Inspiration struck hard, clearing some of the fog of sitting at work too long, a fresh shot of adrenaline to my brain before I grew maudlin and mopey again.

I needed more paint.

"I love you, and part of loving you is telling you when I think you look like shit," Natalie said, leaning over the broad arm of the pedicure massage chair.

I nodded, pressing my back into the rolling knobs of the chair, pretending they were Khell's fingers as I let my eyes blink slowly shut. When I opened them again, I was back in the city, sitting in front of floor-to-ceiling windows that overlooked busy Clark Street.

"Are you eating?" Natalie asked.

"Are you practicing this kind of interrogation for when Emmett gets older?" I asked, before adding, "Yeah. Irregularly, but that's not my problem."

"Showering?"

The small woman with incredibly strong fingers, and slightly pointed ears peeking through a curtain of what I was pretty sure was bottle-purple hair, gave me a speculative glance from under her bangs.

"Daily," I said, for both their sakes.

"'Cause you have paint on your face," Natalie pointed out, and I blushed. "You haven't had paint on your face since college. Are you sleeping?"

The tears that sprung to my eyes were spontaneous but not surprising. I got weepy when I was tired, and I'd been tired for weeks now. I shook my head, unable to speak through the sudden knot in my throat, and Natalie only reached across the arm rests to take my hand.

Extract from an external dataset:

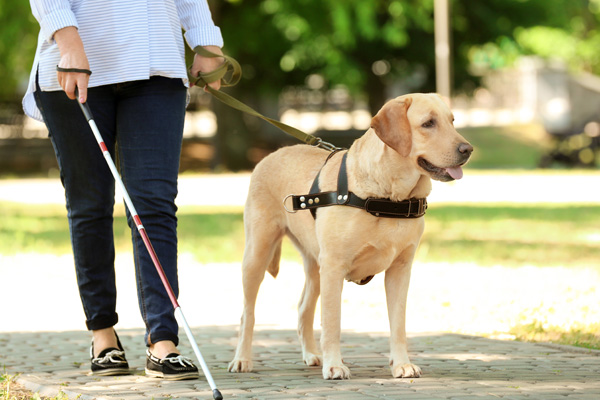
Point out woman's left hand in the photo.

"Okay," she said softly, our pedicurists taking care to keep their heads ducked as they bundled us up in warm, damp towels. "Do you want me to come over tonight? Theo can watch Em, and we can order food and drink wine and watch movies. You always pass out during a movie."

I smiled at the thought, and at having a friend who knew me so well. But then I thought about waking up in the middle of the night again, at the edge of an orgasm that wouldn't crash, feeling lonely and awful and horny and simmering with the urge to go and do anything else.

I opened my mouth to offer Natalie an excuse. If I could stall a few more days, we'd be near the full moon, and then she'd be busy with Theo and I'd be off the hook for another week or so.

Before anything could come to mind, a figure on the sidewalk across the street caught my eye. Tall and beautifully broad, a dark hoodie covering his head, a rich green fist wrapped around the handle of a gym bag. And that ass, hugged in gray sweatpants, flexing with every step toward the double doors of the Crossfit complex.

Khell!

My pedicurist squawked as I stood, feet tangled in the towel, planted in the mini jet tub. My cunt throbbed at the thought of him, the sight of him, already growing wet and ready for the orc who'd trained it so well.